My sister has 4 childern 11-3,her husband is an officer in the navy :sail:.right
now he is over seas for 6months. She lives in virginia about 5hrs form family
and she does manage with out her husband.So if both you and your husband agree,then go for it.
 
I have four dd20 , ds 14,dd12,ds8 I say go for it!!!
 
Thanks everyone for all the encouragement. I definately feel much better that I am not alone out there. :teeth: And, for sure, a little girl would just be an added bonus, I would be perfectly happy with another pirate :thumbsup2 . Although, coming up with another boy name would be difficult ;) . I just know in my heart that I haven't brought my last baby to Disney yet.

Wish us luck!
 
My problem is I love being pregnant. There's nothing like feeling those baby kicks. I miss that! We have 5 kids DS9, DS8, DD6, DS4, DS20 months and it is busy, busy, busy, but I truly believe it's all relative (no pun intended). Whatever number of children you have it's hard. When you have 1 baby it seems so hard (and it is), but then you have a 2nd and you think "What was I complaining about with only 1?" and then you have a 3rd at which point having only 2 seems like it was so much easier. I'm sure you would adjust easily to another little one.

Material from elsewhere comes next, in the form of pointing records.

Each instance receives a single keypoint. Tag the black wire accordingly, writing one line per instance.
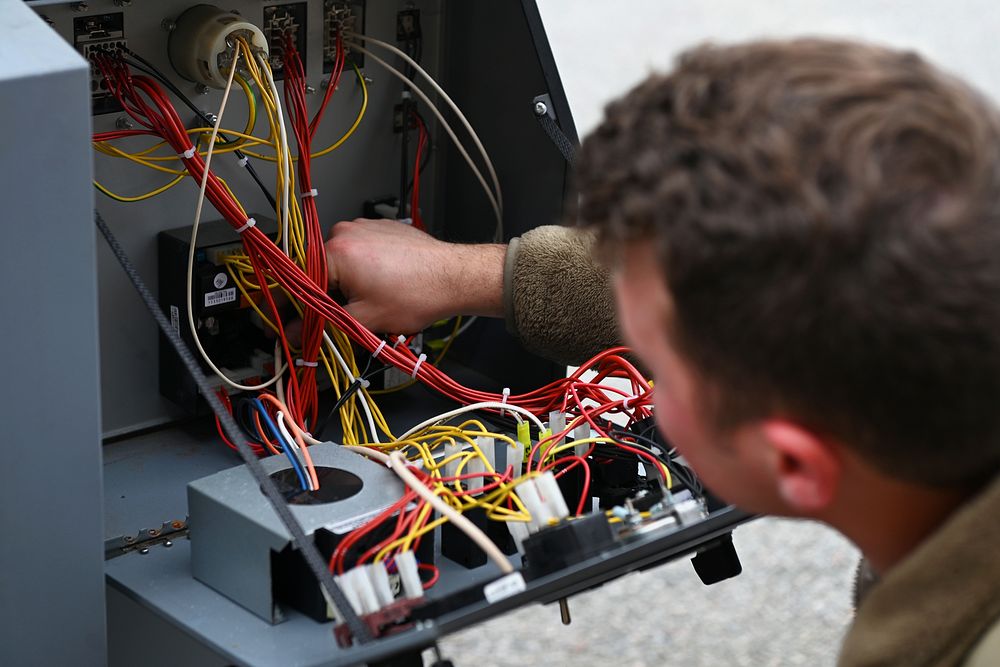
(299, 539)
(363, 376)
(146, 66)
(685, 474)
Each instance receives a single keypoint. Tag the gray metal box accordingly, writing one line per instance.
(234, 530)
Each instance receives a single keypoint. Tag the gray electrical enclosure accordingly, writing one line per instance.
(51, 506)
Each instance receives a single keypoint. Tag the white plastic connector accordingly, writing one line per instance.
(519, 530)
(346, 585)
(548, 489)
(537, 508)
(475, 466)
(246, 225)
(363, 587)
(581, 432)
(406, 565)
(416, 367)
(488, 447)
(379, 577)
(451, 468)
(202, 46)
(515, 458)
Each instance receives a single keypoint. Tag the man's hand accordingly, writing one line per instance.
(398, 279)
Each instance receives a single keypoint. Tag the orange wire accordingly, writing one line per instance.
(297, 434)
(263, 433)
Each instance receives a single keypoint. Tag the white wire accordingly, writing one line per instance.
(399, 465)
(294, 445)
(471, 408)
(451, 133)
(351, 378)
(451, 103)
(285, 154)
(191, 250)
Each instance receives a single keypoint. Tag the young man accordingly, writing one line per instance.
(804, 242)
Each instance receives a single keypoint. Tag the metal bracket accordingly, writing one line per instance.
(147, 537)
(546, 117)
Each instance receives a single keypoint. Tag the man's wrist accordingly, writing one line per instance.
(477, 281)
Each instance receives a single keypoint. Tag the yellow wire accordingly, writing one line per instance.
(142, 197)
(347, 135)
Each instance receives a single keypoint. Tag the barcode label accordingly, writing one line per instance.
(504, 587)
(220, 297)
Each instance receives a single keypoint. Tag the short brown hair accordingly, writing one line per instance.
(827, 216)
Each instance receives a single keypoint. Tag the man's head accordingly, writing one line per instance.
(806, 238)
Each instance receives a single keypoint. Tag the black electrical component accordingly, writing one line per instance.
(566, 543)
(228, 328)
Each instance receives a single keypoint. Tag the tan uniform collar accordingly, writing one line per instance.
(932, 607)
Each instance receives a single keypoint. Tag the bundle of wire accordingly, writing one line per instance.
(296, 264)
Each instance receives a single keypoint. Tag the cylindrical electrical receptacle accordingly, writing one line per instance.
(202, 46)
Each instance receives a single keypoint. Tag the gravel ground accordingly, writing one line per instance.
(790, 606)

I have to say, though, that I always hear everyone say "You'll know in your heart when you're done having kids". I always worry when I hear this because I never feel like I'm "done". Oh, I get tired and cranky and sometimes wish they'd hurry up through certain stages, but I think if I had to decide today I'd probably choose to have more.

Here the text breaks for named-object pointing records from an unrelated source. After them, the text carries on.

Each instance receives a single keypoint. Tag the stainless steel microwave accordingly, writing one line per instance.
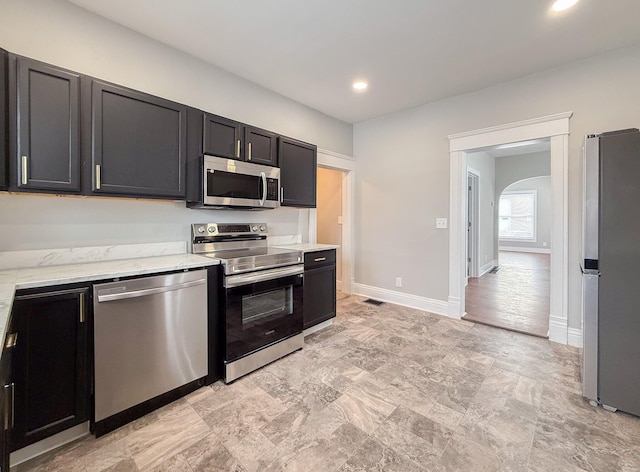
(228, 183)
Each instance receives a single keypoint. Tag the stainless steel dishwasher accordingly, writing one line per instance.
(150, 337)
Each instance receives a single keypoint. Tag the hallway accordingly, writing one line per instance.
(516, 297)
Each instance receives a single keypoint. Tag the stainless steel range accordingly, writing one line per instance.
(261, 294)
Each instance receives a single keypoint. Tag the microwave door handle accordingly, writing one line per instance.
(263, 177)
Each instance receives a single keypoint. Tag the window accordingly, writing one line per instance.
(517, 216)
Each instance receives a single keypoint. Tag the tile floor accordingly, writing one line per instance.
(516, 297)
(384, 389)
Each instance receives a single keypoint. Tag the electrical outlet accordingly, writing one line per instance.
(441, 223)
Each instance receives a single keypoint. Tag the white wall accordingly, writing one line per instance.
(63, 34)
(510, 169)
(403, 166)
(542, 187)
(485, 165)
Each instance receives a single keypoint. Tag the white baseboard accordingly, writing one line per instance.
(558, 330)
(575, 337)
(488, 267)
(49, 444)
(537, 250)
(404, 299)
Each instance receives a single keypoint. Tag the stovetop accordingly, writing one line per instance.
(240, 247)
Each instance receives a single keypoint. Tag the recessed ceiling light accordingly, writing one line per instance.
(561, 5)
(360, 85)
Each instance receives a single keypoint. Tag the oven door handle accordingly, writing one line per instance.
(263, 177)
(271, 274)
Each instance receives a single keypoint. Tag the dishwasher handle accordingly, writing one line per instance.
(111, 297)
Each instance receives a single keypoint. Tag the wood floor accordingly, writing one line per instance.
(515, 298)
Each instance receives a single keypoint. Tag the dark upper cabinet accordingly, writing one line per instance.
(138, 143)
(46, 153)
(298, 165)
(50, 364)
(260, 146)
(4, 118)
(223, 137)
(319, 287)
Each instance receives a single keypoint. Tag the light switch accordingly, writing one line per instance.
(441, 223)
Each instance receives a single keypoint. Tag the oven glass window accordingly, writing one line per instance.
(262, 305)
(232, 185)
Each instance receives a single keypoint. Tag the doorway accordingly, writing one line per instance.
(329, 218)
(473, 222)
(344, 167)
(556, 129)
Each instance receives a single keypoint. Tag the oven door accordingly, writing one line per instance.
(235, 183)
(262, 308)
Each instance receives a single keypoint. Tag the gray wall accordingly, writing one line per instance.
(63, 34)
(486, 167)
(403, 165)
(510, 169)
(542, 186)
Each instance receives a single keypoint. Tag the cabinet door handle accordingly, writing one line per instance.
(9, 405)
(11, 341)
(82, 309)
(98, 177)
(24, 177)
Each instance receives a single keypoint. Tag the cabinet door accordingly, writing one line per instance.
(139, 143)
(4, 117)
(319, 295)
(260, 146)
(222, 137)
(49, 364)
(48, 114)
(298, 162)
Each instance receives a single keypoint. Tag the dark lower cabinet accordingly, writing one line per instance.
(319, 287)
(46, 156)
(138, 143)
(6, 395)
(49, 368)
(298, 166)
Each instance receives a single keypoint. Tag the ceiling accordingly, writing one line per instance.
(410, 51)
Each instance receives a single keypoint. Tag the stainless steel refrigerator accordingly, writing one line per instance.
(611, 270)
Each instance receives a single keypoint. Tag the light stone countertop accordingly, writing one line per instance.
(15, 279)
(307, 247)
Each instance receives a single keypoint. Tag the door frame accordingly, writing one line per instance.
(473, 219)
(556, 128)
(346, 165)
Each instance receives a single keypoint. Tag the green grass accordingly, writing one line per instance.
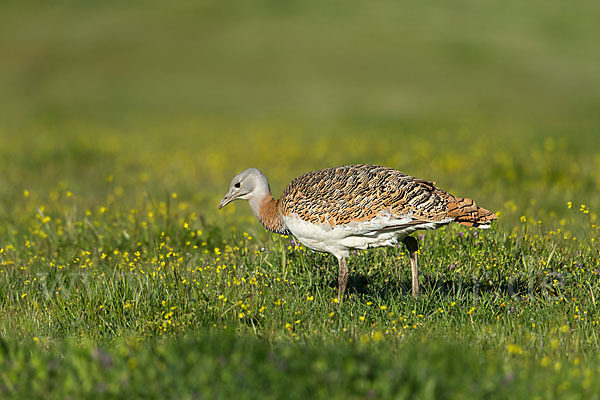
(121, 128)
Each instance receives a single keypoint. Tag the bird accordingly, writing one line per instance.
(355, 207)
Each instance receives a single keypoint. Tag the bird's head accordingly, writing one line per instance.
(247, 185)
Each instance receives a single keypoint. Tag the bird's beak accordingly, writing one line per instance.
(226, 200)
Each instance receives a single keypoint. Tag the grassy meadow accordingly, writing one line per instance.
(122, 124)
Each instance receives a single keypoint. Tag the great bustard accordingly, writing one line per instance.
(336, 210)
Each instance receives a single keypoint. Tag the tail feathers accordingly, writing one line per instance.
(468, 213)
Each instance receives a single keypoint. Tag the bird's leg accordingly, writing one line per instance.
(343, 275)
(413, 248)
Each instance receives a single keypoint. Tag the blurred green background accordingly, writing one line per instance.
(498, 101)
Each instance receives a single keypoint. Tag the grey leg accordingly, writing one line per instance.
(413, 248)
(344, 273)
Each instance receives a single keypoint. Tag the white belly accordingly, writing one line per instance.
(340, 239)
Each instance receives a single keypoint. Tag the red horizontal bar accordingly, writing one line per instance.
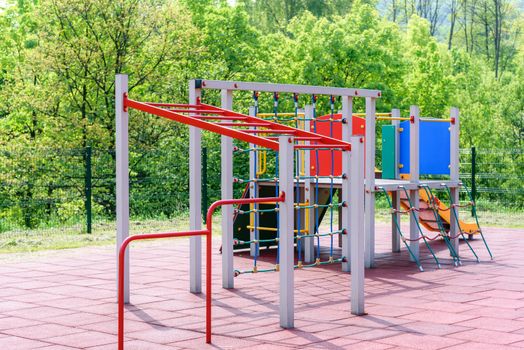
(336, 147)
(201, 111)
(328, 141)
(181, 105)
(213, 127)
(300, 138)
(243, 124)
(211, 117)
(270, 131)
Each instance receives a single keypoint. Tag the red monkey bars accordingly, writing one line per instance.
(207, 232)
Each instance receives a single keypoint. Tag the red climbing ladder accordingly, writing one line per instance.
(233, 124)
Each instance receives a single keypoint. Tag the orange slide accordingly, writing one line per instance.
(427, 217)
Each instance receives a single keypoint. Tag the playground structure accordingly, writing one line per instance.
(316, 186)
(315, 160)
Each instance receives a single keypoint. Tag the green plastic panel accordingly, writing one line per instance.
(388, 152)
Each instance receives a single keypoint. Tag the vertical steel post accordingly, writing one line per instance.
(228, 271)
(309, 194)
(395, 195)
(473, 177)
(356, 225)
(454, 175)
(195, 196)
(286, 223)
(253, 190)
(204, 184)
(370, 182)
(347, 131)
(88, 189)
(414, 166)
(122, 176)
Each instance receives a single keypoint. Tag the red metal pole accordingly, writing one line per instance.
(121, 256)
(207, 233)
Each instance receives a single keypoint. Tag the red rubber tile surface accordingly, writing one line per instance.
(66, 300)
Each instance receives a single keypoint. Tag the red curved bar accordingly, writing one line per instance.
(207, 232)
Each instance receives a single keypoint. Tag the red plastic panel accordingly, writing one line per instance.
(325, 166)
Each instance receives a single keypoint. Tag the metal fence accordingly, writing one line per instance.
(72, 191)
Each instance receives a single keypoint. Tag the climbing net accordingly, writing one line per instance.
(315, 182)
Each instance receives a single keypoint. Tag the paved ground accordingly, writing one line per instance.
(65, 300)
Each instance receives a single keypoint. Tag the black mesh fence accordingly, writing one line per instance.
(72, 191)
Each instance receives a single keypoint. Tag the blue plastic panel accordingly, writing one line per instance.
(434, 148)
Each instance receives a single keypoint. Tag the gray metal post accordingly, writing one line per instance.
(395, 197)
(195, 198)
(286, 224)
(309, 195)
(88, 189)
(356, 225)
(414, 166)
(347, 130)
(122, 176)
(253, 189)
(228, 271)
(454, 175)
(370, 182)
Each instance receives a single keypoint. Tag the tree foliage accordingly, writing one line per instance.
(58, 59)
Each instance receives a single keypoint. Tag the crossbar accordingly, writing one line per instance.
(291, 88)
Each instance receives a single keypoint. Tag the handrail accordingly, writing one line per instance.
(207, 232)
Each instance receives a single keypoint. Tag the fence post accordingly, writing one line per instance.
(473, 177)
(204, 183)
(88, 189)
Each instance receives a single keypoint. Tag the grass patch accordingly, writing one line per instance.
(105, 233)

Best of luck in your decision. I truly believe that if it's meant to be it will be.
 
Mickey Fliers said:
I just know in my heart that I haven't brought my last baby to Disney yet.

Wish us luck!

Good Luck and I think the above says it all.
 
I know exactly what you mean, just this last summer we thought now or never and put our faith in God to bring us blessings if it was meant to be. Bingo, our little blessing is due in Febuary next year. This is definately a decision of the heart not the head but I think you just know if someone is missing from your family. The kids (DS6 and DD4) are absolutely thrilled and are already preparing for the arrival of the baby... too cute!

It is funny how I am still thinking about how if we going to accomplish my DD kindergarten trip to Disney with an infant!! It will make it more complicated... needing strollers etc.. but I have heard that child swap is like an instant fast pass... plus the baby will be free!

IMHO...another child is a decision you will never regret in the long run. :love:
 
Good luck to you with whatever you decide - We just had our 4th, a little girl after having three sons. Although Gracie was a "surprise", I now know she was truly meant to be here. The whole family, even my 2 1/2 yo ds, treats her like a little princess. I never realized how much my boys would enjoy having a little sister. I like the way MickeyHereWeCome! put it......"You'll never regret having that fourth baby to love, but you might regret the decision not to."
 
I also have three boys (12, 7 and 4). After my second I felt our family was not complete. I felt after the third that is was complete. We are very happy with three boys (a girl would have been nice though ;) ).

I say listen to your heart. If you do not think your family is complete then go for it. We just knew after three we were done.